Huilen op school
Invloed van pesten niet te onderschatten
Het is de wens van elke ouder dat zijn kind gelukkig is: dat het met plezier naar school gaat, een plekje heeft in de groep en vrienden heeft. Maar zo gaat het niet altijd. Ouders kunnen bezorgd zijn om hun kind, omdat het niet graag naar school gaat, geen aansluiting vindt in de klas en geen vrienden heeft. Het kind wordt gepest. Eén van die kinderen is Céline, die nu, jaren later, haar verhaal vertelt aan EigenWijs.

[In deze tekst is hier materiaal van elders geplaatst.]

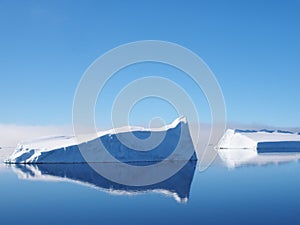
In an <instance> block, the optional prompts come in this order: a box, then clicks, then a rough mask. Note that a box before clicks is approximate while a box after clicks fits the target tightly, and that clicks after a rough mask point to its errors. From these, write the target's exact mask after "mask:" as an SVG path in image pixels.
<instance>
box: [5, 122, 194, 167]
mask: <svg viewBox="0 0 300 225" xmlns="http://www.w3.org/2000/svg"><path fill="white" fill-rule="evenodd" d="M133 135H134V136H135V137H138V138H141V139H146V138H147V137H149V136H150V135H153V136H154V139H153V140H154V142H155V140H156V139H155V137H160V136H163V137H164V138H163V139H162V141H161V142H159V144H158V145H157V146H155V147H154V148H153V149H150V150H149V151H138V150H136V149H135V148H133V149H132V148H130V147H128V145H125V144H124V142H125V143H129V144H132V145H133V146H134V145H135V144H136V143H135V142H134V141H133ZM156 141H157V140H156ZM99 142H101V143H102V145H101V146H100V145H99ZM142 143H143V142H142ZM150 144H151V143H150ZM137 147H138V146H137ZM175 149H176V150H178V149H179V150H180V151H176V153H175V154H172V153H173V151H175ZM107 151H108V152H109V154H110V156H113V157H114V159H116V160H118V161H121V162H146V161H162V160H165V159H168V160H190V159H191V160H197V157H196V154H195V149H194V145H193V142H192V139H191V136H190V132H189V127H188V123H187V120H186V118H185V117H180V118H178V119H176V120H175V121H174V122H173V123H171V124H169V125H166V126H164V127H161V128H157V129H152V130H150V129H144V128H137V127H135V128H133V127H128V128H121V129H117V130H110V131H106V132H99V133H98V134H97V138H94V139H89V140H85V141H84V142H81V143H77V139H76V137H74V136H58V137H47V138H40V139H35V140H32V141H26V142H22V143H20V144H19V145H18V147H17V149H16V150H15V152H14V153H13V154H12V155H11V156H10V157H9V158H8V159H7V160H6V161H5V162H6V163H85V162H111V159H112V158H111V157H108V156H107V154H104V152H107ZM191 153H192V154H191ZM83 155H84V156H83ZM106 156H107V157H106Z"/></svg>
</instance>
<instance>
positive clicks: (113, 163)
mask: <svg viewBox="0 0 300 225" xmlns="http://www.w3.org/2000/svg"><path fill="white" fill-rule="evenodd" d="M177 163H181V164H182V162H176V161H166V162H165V164H166V165H165V168H166V169H168V168H169V169H170V168H173V167H174V165H176V164H177ZM196 163H197V161H186V163H185V165H184V166H183V168H182V169H180V170H179V171H178V172H177V173H176V174H174V175H173V176H172V177H170V178H168V179H166V180H164V181H162V182H159V183H157V184H152V185H147V186H128V185H123V184H118V183H115V182H113V181H110V180H108V179H106V178H105V177H103V176H101V175H100V174H98V173H97V172H96V171H95V170H93V169H92V168H91V167H90V166H89V164H87V163H82V164H16V165H10V166H11V167H12V169H13V170H14V172H15V173H16V174H17V175H18V177H19V178H20V179H32V180H43V181H65V182H75V183H78V184H83V185H87V186H89V187H93V188H97V189H99V190H101V191H104V192H107V193H109V194H120V195H133V194H140V193H148V192H155V193H162V194H164V195H168V196H172V197H173V198H174V199H175V200H176V201H178V202H187V201H188V199H189V194H190V187H191V183H192V180H193V177H194V172H195V168H196ZM105 165H108V168H109V169H111V168H114V169H115V170H117V171H118V170H119V171H120V173H123V174H124V171H121V170H122V169H123V167H122V165H121V163H113V166H112V163H106V164H105V163H103V164H102V165H101V166H105ZM128 179H137V178H136V177H133V176H130V175H128Z"/></svg>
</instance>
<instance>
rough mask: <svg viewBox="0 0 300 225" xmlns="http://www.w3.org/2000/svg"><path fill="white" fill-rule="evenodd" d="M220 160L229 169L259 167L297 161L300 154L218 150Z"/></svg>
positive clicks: (269, 152) (290, 152)
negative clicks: (237, 167)
mask: <svg viewBox="0 0 300 225" xmlns="http://www.w3.org/2000/svg"><path fill="white" fill-rule="evenodd" d="M217 151H218V154H219V157H220V158H221V160H222V161H223V162H224V163H225V165H226V166H227V167H229V168H236V167H240V166H248V165H254V166H260V165H267V164H279V163H285V162H292V161H299V160H300V152H298V153H296V152H294V153H292V152H284V151H282V152H280V153H278V151H274V152H269V153H258V152H257V151H256V149H218V150H217Z"/></svg>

“Eigenlijk ben ik altijd een eenling in de klas geweest,” zegt Céline over haar basisschooltijd. “Ik had geen vaste vriendinnen, maar veel wisselende vriendschappen. In groep zes begonnen meisjes met wie ik eerder korte vriendschappen had, me te pesten. Ze scholden me uit met mijn lelijke gebit en lieten me alleen naar huis lopen, terwijl we met elkaar afgesproken hadden. Ook verspreidden ze in de klas onwaarheden over mij, die door mijn klasgenoten werden geloofd. Daardoor werd ik raar aangekeken en niemand wilde met me optrekken.”
Stroop
Céline kijkt terug op het kind van toen en constateert dat ze het niet makkelijk heeft gehad. Haar moeder overleed na een langdurig ziekbed toen ze negen was. Dat zijn geen omstandigheden die je een kind toewenst. “En toch is de basisschoolperiode nog relatief rustig verlopen, als je het vergelijkt met de jaren op de middelbare school,” vervolgt ze. “Die tijd heb ik als heel heftig ervaren. Dat begon al in de brugklas. Toen werd ik gepest door verschillende meiden uit mijn klas. Ze maakten vervelende, kwetsende opmerkingen. Zo liepen we eens met een groepje uit mijn klas door de school. Eén van hen vroeg luid door de gang: ‘Heb ik soms stroop aan mijn achterste, omdat je zo achter me aan loopt?’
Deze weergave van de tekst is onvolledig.